O papel de Temer ganhou destaque no exterior depois de sua
atuação em Nova York, onde permaneceu da segunda-feira 20 até a quarta-feira
22. Temer deu palestra em evento com advogados americanos e alunos da
Universidade de Cornell e teve encontros reservados com empresários do setor de
infra-estrutura. A agenda oficial de Temer nos Estados Unidos incluiu, ainda,
almoço com 30 representantes de grandes grupos de investidores financeiros como
Pimco, Goldman Sachs, JP Morgan e Nomura. Juntas, as empresas gerenciam fundos
em dezenas de países que atingem cifras de U$ 14 trilhões, valor sete vezes
maior do que o Produto Interno Bruto do Brasil. O objetivo era o de
reconquistar a confiança desses investidores. Temer tentou relativizar a crise
política e econômica do País e chamou de “alegria cívica” as manifestações
populares que tomam as ruas para pedir a saída da presidente Dilma Rousseff. A
ida do presidente da Câmara, Eduardo Cunha para a oposição foi chamada de uma
“crisezinha política”, que, segundo Temer, não interfere na instabilidade
institucional. “Na verdade, até uma crisezinha política existe, mas crise institucional
é que não existe. Esses acidentes ou incidentes que acontecem de vez em quando
não devem abalar a crença no País”, disse, para logo em seguida afirmar que se
vier a ocupar o governo não abrirá mão do ministro Joaquim Levy.

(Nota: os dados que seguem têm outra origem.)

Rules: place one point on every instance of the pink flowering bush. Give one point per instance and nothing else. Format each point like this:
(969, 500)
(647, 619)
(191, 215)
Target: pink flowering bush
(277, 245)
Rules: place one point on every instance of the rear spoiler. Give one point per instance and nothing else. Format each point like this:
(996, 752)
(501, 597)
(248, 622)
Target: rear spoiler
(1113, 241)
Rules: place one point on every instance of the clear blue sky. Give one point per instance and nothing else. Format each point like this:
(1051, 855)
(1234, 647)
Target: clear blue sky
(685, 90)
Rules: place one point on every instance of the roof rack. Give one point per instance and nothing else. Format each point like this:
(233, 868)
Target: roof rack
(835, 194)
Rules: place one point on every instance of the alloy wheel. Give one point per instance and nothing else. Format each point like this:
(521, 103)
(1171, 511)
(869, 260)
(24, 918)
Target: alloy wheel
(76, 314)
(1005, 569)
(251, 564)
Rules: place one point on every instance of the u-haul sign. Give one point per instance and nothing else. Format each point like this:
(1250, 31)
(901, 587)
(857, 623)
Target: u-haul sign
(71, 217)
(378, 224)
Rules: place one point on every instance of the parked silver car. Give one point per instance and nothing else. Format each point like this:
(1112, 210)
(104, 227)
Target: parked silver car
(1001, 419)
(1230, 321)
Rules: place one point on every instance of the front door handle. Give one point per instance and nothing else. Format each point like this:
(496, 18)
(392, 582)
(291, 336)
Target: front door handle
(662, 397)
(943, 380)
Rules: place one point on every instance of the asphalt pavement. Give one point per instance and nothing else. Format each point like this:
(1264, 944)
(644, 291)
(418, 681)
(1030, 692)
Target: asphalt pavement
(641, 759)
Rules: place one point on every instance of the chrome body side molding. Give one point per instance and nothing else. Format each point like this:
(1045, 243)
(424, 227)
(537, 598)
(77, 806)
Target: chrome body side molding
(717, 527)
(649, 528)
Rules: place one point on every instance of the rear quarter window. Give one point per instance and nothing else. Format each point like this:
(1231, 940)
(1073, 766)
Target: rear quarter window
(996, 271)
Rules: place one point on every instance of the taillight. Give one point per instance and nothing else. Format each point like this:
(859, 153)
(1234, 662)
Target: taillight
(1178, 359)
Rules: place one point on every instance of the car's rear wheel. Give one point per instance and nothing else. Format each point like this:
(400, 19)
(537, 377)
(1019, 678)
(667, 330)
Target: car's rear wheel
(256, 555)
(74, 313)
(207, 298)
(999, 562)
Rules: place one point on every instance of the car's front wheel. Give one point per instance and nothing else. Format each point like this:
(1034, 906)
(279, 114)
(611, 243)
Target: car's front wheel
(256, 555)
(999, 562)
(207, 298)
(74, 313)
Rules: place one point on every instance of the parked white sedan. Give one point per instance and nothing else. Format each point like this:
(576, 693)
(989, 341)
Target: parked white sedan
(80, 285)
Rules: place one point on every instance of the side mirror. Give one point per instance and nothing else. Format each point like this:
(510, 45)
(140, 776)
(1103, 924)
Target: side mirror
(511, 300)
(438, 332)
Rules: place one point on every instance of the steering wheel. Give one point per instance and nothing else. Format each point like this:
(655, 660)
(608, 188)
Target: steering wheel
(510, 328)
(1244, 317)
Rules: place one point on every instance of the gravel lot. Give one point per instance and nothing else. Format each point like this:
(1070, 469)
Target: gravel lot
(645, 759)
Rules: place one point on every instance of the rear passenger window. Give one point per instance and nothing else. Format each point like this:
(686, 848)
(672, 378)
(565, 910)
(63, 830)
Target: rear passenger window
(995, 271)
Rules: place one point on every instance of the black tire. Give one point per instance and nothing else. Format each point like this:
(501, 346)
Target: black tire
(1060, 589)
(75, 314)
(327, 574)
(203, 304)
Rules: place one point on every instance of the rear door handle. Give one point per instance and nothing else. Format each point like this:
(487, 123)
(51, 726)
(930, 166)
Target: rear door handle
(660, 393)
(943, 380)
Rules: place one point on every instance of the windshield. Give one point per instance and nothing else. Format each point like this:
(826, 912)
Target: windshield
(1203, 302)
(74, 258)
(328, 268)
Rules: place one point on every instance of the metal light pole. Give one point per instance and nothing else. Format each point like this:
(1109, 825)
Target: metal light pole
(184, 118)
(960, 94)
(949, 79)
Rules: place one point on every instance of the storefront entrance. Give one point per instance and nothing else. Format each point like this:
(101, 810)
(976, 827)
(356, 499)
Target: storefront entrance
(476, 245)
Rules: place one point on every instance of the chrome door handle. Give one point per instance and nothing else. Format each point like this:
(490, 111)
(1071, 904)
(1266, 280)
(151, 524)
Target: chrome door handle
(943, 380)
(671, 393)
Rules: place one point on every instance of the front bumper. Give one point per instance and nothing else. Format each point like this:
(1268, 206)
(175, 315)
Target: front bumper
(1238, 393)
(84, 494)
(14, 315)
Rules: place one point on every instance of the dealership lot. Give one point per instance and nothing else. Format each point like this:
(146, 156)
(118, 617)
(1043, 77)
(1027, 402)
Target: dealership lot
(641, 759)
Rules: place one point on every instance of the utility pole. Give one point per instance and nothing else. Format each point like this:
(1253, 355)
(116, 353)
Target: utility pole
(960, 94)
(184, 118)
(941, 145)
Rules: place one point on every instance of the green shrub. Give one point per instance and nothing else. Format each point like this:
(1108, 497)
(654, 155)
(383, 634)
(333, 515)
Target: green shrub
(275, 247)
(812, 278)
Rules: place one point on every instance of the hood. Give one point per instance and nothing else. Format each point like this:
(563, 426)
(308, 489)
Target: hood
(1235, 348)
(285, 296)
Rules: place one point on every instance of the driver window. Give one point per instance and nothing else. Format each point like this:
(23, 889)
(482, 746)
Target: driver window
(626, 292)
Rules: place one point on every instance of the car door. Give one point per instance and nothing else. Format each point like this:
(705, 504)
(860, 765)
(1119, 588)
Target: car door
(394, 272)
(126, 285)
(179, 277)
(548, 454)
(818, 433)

A maior visibilidade ao pragmatismo político de Temer se deu
exatamente na semana em que foi constatada a impopularidade recorde da
presidente Dilma. Na terça-feira 21, pesquisa CNT/MDA apontou que o governo tem
a pior avaliação registrada desde 1999. Dilma Rousseff tem apenas 7,7% de
avaliação positiva dos brasileiros. Em março, o percentual era de 10,8%. A
queda demonstra a resposta das ruas ao desgaste sofrido pelo governo devido às
denúncias de corrupção, flagrantes de irregularidades, falhas na administração
pública e alta inflacionária. De acordo com a pesquisa, 70,9% dos entrevistados
consideram o governo ruim ou péssimo. A pesquisa questionou, também, a opinião
dos brasileiros em relação a um pedido de impeachment de Dilma. A saída da
presidente foi apoiada por 62,8% dos consultados.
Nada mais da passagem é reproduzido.